You never thought it would come to this. After all, these were the same people who you used to spend your Sunday afternoons with at your grandparents’ house. You celebrated Christmases with them and went to their birthday parties growing up. They went to your wedding. They went to your children’s weddings. So of course, you were shocked when you were served with a summons and complaint, and you find out that your once-close family members are suing you.
It could be your aunt, you know, your mother’s sister, or a stepfather, or in the most horrible situations, your own sibling. One of the harshest realities that I’ve learned in my time as a real estate attorney is that while blood may be thicker than water, money is thicker than blood. When it comes down to it, your family will sell you out for a few bucks.
I’m thankful that I haven’t yet had the displeasure of being involved with a case of a parent suing a child or vice versa. I’ve seen brothers and sisters sue each other. A few days ago, I received a call from a stepdaughter who told me that her stepmother’s sister, who had power of attorney, was purposely letting the stepmother’s home go into foreclosure because the stepmother left the home to her stepchildren in her will. This story, of course, was much more involved, but you get the gist. People don’t mess around when it comes to their money.
The general facts usually go like this: grandma and grandpa owned a house, and they died without a will, so their interest automatically passed to their kids. Let’s say in this example there are two kids. One of the kids gets married and moves away; the other kid moves into grandma and grandpa’s house.
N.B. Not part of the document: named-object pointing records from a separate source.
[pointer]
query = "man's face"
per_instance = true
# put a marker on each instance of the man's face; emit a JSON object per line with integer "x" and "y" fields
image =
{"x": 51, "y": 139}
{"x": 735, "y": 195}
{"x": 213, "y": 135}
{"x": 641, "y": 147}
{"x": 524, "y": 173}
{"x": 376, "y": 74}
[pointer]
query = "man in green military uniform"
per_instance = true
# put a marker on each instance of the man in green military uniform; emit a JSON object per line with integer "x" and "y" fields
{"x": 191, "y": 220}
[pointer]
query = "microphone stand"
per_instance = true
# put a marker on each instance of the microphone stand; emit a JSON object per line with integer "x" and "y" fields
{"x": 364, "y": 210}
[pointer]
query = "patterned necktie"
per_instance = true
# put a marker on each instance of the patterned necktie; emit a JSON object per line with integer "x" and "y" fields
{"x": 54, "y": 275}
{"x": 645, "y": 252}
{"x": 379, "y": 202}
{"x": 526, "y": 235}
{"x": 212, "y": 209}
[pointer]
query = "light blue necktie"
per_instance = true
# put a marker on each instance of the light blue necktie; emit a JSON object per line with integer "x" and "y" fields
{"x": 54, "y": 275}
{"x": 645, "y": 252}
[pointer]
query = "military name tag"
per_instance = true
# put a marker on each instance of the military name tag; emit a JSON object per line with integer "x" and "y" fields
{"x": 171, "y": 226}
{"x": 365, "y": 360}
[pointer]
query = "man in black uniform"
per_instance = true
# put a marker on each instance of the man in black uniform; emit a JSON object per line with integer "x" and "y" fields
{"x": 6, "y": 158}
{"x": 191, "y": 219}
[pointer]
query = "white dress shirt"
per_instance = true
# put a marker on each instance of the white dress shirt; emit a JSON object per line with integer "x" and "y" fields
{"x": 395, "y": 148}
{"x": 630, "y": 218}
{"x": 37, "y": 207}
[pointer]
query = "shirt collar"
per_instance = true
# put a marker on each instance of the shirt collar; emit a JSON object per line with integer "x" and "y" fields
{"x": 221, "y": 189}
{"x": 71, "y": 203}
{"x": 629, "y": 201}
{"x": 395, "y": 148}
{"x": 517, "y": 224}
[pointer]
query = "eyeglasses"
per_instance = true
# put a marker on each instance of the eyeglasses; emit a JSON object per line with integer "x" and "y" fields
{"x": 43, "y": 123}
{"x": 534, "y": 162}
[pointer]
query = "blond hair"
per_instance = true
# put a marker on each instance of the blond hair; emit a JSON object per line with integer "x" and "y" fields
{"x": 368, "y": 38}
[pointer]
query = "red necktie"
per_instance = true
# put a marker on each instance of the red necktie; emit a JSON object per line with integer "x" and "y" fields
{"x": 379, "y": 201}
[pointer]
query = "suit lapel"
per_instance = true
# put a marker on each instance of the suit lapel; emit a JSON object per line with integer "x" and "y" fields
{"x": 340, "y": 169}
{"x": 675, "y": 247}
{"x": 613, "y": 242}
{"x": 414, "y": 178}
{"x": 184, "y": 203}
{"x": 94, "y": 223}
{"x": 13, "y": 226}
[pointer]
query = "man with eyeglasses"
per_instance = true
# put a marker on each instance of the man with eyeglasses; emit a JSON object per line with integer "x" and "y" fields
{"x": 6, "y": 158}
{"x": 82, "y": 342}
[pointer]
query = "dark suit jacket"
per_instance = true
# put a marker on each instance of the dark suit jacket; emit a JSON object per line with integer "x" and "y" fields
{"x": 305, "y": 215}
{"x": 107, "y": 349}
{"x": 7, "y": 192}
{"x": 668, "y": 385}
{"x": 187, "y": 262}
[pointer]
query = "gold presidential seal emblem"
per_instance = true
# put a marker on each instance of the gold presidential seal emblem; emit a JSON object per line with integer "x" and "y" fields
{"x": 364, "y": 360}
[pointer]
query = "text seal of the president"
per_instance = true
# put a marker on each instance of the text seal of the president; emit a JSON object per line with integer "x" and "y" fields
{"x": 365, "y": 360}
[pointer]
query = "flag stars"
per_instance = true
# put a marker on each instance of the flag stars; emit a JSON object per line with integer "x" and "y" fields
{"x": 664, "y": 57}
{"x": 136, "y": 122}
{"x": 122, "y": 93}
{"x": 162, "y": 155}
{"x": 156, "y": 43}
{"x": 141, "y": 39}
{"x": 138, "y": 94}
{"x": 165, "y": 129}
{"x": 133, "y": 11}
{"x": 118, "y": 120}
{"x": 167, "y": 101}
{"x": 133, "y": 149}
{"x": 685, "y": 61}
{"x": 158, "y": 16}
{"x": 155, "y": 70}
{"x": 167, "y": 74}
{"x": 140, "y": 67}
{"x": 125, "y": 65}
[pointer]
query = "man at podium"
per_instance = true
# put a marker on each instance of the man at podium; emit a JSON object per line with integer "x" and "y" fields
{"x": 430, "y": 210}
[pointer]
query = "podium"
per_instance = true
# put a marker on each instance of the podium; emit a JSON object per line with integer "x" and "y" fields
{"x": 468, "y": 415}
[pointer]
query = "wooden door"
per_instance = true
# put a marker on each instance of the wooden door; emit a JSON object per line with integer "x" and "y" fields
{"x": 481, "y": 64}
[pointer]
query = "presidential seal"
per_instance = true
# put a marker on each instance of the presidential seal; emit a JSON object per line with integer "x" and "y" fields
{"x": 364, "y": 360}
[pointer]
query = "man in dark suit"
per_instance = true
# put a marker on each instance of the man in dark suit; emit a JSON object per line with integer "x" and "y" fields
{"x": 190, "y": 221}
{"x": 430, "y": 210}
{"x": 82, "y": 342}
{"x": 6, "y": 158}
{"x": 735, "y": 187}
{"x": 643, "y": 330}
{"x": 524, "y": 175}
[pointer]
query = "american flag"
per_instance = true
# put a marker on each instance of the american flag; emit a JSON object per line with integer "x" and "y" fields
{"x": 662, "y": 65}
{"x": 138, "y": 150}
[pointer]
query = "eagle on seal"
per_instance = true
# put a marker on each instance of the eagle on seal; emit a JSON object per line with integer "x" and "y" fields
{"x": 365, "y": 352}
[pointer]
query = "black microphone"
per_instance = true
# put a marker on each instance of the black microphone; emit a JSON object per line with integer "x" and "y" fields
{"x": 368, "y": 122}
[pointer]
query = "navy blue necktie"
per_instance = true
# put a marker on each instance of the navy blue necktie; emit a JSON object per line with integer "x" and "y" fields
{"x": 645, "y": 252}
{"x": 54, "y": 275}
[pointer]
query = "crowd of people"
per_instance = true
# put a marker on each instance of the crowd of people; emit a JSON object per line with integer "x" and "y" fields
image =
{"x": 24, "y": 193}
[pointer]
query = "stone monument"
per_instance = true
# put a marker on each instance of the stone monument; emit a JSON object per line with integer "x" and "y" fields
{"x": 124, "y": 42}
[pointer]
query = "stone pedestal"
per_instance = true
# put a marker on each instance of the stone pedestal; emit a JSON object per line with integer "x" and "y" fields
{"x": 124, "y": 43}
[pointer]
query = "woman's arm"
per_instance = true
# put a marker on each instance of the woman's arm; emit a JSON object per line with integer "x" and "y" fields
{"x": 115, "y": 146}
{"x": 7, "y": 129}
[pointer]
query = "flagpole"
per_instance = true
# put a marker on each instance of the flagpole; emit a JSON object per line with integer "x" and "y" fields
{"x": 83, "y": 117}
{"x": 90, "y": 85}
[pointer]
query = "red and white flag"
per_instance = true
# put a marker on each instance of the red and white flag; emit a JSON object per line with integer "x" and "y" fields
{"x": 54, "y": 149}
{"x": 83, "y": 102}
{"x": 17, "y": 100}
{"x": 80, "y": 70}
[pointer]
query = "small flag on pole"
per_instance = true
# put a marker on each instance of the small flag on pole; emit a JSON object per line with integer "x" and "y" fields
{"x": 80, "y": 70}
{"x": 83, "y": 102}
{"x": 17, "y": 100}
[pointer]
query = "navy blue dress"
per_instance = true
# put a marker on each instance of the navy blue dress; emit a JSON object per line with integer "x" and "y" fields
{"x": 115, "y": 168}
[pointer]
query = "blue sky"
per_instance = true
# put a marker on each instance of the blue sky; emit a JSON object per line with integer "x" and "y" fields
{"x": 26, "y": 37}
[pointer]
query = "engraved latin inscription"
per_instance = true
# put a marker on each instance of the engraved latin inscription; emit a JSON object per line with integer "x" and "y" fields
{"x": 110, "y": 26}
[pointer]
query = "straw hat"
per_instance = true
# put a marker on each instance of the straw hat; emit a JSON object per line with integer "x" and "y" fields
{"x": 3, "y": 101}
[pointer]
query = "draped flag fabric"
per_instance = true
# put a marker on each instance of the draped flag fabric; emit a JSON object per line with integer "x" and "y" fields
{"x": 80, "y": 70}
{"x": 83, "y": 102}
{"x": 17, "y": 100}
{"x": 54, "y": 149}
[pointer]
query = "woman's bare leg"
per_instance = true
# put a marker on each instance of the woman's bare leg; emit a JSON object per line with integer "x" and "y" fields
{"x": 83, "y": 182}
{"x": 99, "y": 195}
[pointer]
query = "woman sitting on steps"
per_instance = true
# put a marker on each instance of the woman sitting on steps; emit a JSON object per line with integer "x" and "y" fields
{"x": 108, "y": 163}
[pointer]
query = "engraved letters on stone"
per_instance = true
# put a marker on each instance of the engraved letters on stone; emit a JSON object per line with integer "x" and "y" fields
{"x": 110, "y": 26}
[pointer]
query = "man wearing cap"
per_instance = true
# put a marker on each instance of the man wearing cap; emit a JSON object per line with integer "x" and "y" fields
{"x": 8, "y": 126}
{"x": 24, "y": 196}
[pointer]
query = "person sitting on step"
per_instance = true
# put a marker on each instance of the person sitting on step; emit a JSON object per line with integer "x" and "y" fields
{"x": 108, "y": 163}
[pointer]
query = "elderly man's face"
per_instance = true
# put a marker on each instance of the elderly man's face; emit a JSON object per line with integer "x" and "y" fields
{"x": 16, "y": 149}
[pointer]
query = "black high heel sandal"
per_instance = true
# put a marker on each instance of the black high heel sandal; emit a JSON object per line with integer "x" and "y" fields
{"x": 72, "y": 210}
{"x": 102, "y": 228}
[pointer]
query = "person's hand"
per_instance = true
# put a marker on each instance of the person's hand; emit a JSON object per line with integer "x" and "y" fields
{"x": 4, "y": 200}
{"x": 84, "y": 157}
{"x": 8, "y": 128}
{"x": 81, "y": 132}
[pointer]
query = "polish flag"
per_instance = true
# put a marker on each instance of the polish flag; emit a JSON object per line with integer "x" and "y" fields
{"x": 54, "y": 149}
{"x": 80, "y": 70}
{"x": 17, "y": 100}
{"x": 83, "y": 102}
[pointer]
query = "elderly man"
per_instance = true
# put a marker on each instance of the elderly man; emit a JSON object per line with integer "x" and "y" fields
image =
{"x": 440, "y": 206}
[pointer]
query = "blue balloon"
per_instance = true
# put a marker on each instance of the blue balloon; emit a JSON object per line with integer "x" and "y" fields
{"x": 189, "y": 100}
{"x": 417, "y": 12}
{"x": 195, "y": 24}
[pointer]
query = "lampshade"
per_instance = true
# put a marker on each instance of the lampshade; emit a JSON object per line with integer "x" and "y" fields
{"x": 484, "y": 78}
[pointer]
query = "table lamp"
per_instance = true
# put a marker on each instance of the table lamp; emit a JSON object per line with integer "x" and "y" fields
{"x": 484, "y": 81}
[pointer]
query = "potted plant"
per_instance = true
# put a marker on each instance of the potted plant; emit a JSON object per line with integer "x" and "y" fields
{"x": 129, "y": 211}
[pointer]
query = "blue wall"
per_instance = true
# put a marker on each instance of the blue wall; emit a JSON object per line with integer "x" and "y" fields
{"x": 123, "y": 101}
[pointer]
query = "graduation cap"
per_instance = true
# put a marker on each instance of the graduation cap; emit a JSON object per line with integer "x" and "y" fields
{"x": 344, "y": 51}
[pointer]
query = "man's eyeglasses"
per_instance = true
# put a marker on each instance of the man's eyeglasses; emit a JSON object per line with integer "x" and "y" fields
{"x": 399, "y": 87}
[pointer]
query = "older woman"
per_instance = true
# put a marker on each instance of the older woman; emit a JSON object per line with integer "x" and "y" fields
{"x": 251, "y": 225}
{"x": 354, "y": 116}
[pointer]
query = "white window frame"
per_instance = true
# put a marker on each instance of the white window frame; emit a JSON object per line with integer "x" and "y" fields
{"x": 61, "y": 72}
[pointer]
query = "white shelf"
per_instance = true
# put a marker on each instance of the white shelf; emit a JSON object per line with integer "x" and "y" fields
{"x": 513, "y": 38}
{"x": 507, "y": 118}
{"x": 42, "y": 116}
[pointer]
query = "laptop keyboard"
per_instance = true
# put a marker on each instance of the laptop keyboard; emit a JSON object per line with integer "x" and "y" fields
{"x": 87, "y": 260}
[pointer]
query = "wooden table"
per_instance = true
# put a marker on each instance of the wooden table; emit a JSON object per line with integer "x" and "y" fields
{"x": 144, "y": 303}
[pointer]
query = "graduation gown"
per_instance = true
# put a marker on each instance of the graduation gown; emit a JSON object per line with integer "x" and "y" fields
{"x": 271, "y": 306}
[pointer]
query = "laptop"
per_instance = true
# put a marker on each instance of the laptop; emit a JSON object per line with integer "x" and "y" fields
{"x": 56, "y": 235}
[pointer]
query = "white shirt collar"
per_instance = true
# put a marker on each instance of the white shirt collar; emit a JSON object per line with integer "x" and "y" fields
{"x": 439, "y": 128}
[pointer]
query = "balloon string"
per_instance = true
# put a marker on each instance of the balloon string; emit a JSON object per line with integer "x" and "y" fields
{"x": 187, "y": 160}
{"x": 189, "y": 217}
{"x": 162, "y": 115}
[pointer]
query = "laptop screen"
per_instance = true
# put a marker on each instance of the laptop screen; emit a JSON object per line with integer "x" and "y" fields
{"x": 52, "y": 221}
The kid who moves into the house pays the taxes and maintains the property; maybe the kid who moves in is renting out the upstairs. Of course, the kid staying in the property doesn’t share any of this income with the kid who moved out.
At some point, the kid who moved out wants to know what’s up with this house. Maybe the house was located in an up-and-coming neighborhood and is now worth a lot of money. Perhaps the kid who moved in now has his own adult children, and one of the adult grandchildren moves upstairs with his girlfriend, and of course, they’re not paying rent. Even if they were paying rent, Dad isn’t sharing that rent money with his sister who moved out those years ago. Maybe the roof needs to be replaced, and the kid who moved in asks the kid who moves out to help with the expense. Or worse, maybe the kid who moved out gets served with a summons and complaint for a tax lien foreclosure (which means that the kid who moved in hasn’t been paying the property taxes for a while).
All right, so you have a property issue with someone in your family. What can you do?
If you look up a scenario like the one I’ve described above on a website like Avvo.com, the attorneys will always tell you to file a partition action. What’s a partition action?
A partition action is a type of judicial proceeding where parties establish their rights in real property, the property is sold, and the proceeds of the sale are apportioned according to the determinations of the parties’ rights in the property.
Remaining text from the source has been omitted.